NHL: Montreal Canadiens at Anaheim Ducks Gary A. Vasquez-USA TODAY Sports

1. Strong first period

The Canadiens torpedoed out of the gates at the Honda Center in Anaheim and didn’t give the Ducks a whole lot of breathing room for the first 16 minutes of the first period, where they controlled the pace of the game. The Habs used their tremendous speed to make Anaheim look like a team standing still, keeping them hemmed in their zone for shifts at a time as they won puck battles and held the blue line. All four lines were buzzing, generating seven shots in the first three minutes alone (0 for the Ducks). They returned to the dressing room with 17 shots in 20 minutes, and if they can maintain their pace over the course of this road trip, they’ll hopefully come out relatively unscathed.

2. And then… The tables turned in the second period

The Habs had 10 shots in 10 minutes in the first period, and though they controlled the pace of the game for 80 percent of the first, they ended up forfeiting the first goal on a Shea Weber penalty at the tail end of the first. They slowed down considerably to start the second period, allowing Anaheim to pour on 11 shots before the halfway mark of the middle frame. The result? A 2-0 lead for the home team with 8 minutes to go in the second.

3. Paul Byron, though

This kid can fly. To nullify an icing call, Byron went from 0 to 60 to outskate a Duck who was already making strides toward the puck. I must admit, I do get a kick out of watching him humiliate other teams with his Flash-like speed.

4. Carey Price, always the difference maker

Allowing their goaltender to face 21 shots in the middle 20 minutes, Carey Price was once again the Habs’ saving grace, keeping them within reach two goals down, when it could have easily been 4-0 after 40. Price made several key saves in the second to keep his team alive, giving them the chance to come back in the second.

5. The PK came up big when they needed it most

The Habs started the third off needing to kill off a 5-3 Anaheim power play, but they held the fort. They kept their opponents boxed out to prevent any dangerous scoring chances, and left plenty of visibility of Price to glove the puck when it came his way. On an opportunity that could have been the nail in their coffin, the Canadiens kept on keeping on.

6. It was a tough night for Galchenyuk

The Canadiens’ top centreman was all over the ice looking brilliant as per the norm, but #27 just couldn’t make it happen on Tuesday night’s game. Galchenyuk had a number of open net opportunities but had no finish to his shot — the most notable one coming on a powerplay attempt right in tight on the net in the first period. On a different powerplay opportunity in the third, he would endeavour to stickhandle past two defensemen all alone deep in the offensive zone, which, naturally, end up on their stick and at the other end of the ice as Chucky came in without backup. Puck luck was probably largely attributed to the fact that none of his shot attempts were recorded as shots on goal, so you know he’ll bounce back soon.

7. Powerplay woes

At sixth in the league, it’s hardly time to start screaming about how the Canadiens can’t make anything happen on the powerplay, because at 22.7 percent, that’s far from true. But they went 0-for-3 on the man advantage against the Ducks, and their lack of production on the power play could have very well cost them the game. They had two early opportunities in the first period when the game’s momentum was very much in their favour, but they couldn’t make it happen. Not the time to start panicking, but they definitely could have used the speed they had going through the first in their favour to bag them a powerplay goal or two. We might then be looking at a very different scoreboard.

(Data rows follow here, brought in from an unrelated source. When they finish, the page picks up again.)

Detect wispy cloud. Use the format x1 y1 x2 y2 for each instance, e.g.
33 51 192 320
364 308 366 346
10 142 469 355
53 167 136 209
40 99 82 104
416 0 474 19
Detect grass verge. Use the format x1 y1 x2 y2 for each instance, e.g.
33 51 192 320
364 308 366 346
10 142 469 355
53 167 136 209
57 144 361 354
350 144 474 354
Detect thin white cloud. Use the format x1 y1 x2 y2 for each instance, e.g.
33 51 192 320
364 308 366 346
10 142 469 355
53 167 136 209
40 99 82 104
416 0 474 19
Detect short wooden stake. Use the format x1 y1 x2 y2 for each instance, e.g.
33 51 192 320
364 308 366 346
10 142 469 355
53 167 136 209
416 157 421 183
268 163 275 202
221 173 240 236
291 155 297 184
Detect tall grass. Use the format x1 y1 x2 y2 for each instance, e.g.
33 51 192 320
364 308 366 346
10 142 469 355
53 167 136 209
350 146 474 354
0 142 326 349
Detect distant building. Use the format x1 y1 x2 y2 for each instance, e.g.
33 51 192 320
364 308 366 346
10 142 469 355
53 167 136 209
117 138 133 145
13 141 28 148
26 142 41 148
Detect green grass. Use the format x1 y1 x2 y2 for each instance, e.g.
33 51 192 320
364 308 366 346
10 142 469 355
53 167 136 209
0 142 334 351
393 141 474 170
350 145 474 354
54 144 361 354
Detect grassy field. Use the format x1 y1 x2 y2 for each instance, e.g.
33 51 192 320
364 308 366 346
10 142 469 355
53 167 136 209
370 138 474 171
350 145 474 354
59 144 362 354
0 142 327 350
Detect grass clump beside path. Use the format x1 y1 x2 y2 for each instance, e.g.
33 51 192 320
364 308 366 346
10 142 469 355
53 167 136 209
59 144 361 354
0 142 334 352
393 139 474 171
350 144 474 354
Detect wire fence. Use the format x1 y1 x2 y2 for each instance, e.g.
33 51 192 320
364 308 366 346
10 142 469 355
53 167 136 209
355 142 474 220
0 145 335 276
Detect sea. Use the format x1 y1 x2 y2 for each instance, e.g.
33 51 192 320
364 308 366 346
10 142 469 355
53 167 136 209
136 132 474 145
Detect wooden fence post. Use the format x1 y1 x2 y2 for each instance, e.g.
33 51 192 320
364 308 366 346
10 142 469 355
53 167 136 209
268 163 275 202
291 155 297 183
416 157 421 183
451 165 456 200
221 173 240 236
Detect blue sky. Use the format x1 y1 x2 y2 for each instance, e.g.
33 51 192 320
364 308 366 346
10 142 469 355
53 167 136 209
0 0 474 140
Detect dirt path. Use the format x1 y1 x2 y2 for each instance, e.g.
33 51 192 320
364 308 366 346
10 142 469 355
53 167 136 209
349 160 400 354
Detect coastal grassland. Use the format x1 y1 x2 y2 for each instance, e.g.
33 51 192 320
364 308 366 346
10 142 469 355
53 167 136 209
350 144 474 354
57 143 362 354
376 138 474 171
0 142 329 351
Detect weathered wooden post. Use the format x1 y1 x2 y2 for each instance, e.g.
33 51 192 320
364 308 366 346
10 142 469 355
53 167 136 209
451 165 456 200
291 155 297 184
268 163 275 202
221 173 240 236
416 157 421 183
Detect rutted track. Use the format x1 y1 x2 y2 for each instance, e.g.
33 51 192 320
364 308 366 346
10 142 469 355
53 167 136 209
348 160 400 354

8. Andrew Shaw, a tale of two (twelve) minutes

With a goal and a fight to his name, Shaw was on his way to potentially recording a Gordie Howe hat trick. He stood up for himself and his team in the first period when he dropped the gloves to dance with Corey Perry, and brought the Canadiens within a goal from tying the game with just two minutes left in the third. A hooking call got him sent to the box just a minute and a half later.

Throwing a Hulk-like tantrum that I’ve only ever seen when my best friend is losing at Uno, Shaw earned himself a game misconduct when he lost his cool. It’s not the first time he’s been kicked out of a game this year, and while it likely won’t be the last, he needs to get a handle on his rage if he wants to contribute to the team beyond CHaracter points. This will be seen as passion by some fans, but you can be sure that the referees are taking note of Shaw’s displays of anger. In the long run it might come back to haunt the team. The Habs need Shaw to play with passion, but they don’t need him to lose his mind.

9. It was a tough break on a tough start of a tough road trip

And it’s just the beginning! The California road trip has been traditionally unkind to the Canadiens, but considering last year’s trip, their first outing was not all that bad. A few bounces in their favour could have changed the outcome of the game, and while they did take their skates off the gas pedal after the first, they could have fared far worse than the final score. A more skater-friendly California schedule this time around will also provide for an easier trip this year, and the Habs can use their speed to their advantage against the big, bad Western Conference, as it seems to have been their Achilles heel of late.

10. It could have been worse

The Canadiens were two minutes away from being shut out for the second time of the season and I don’t know about you, but I’ll take a 2-1 loss over a shutout loss any day of the year. Price made 36 saves on 38 shots, but was just edged out by Gibson, who stopped all but one of 40 shots. In the end, the result was much more favourable than what I had been anticipating, given the Habs history in California.

They still could have shot the puck in the last few seconds, though.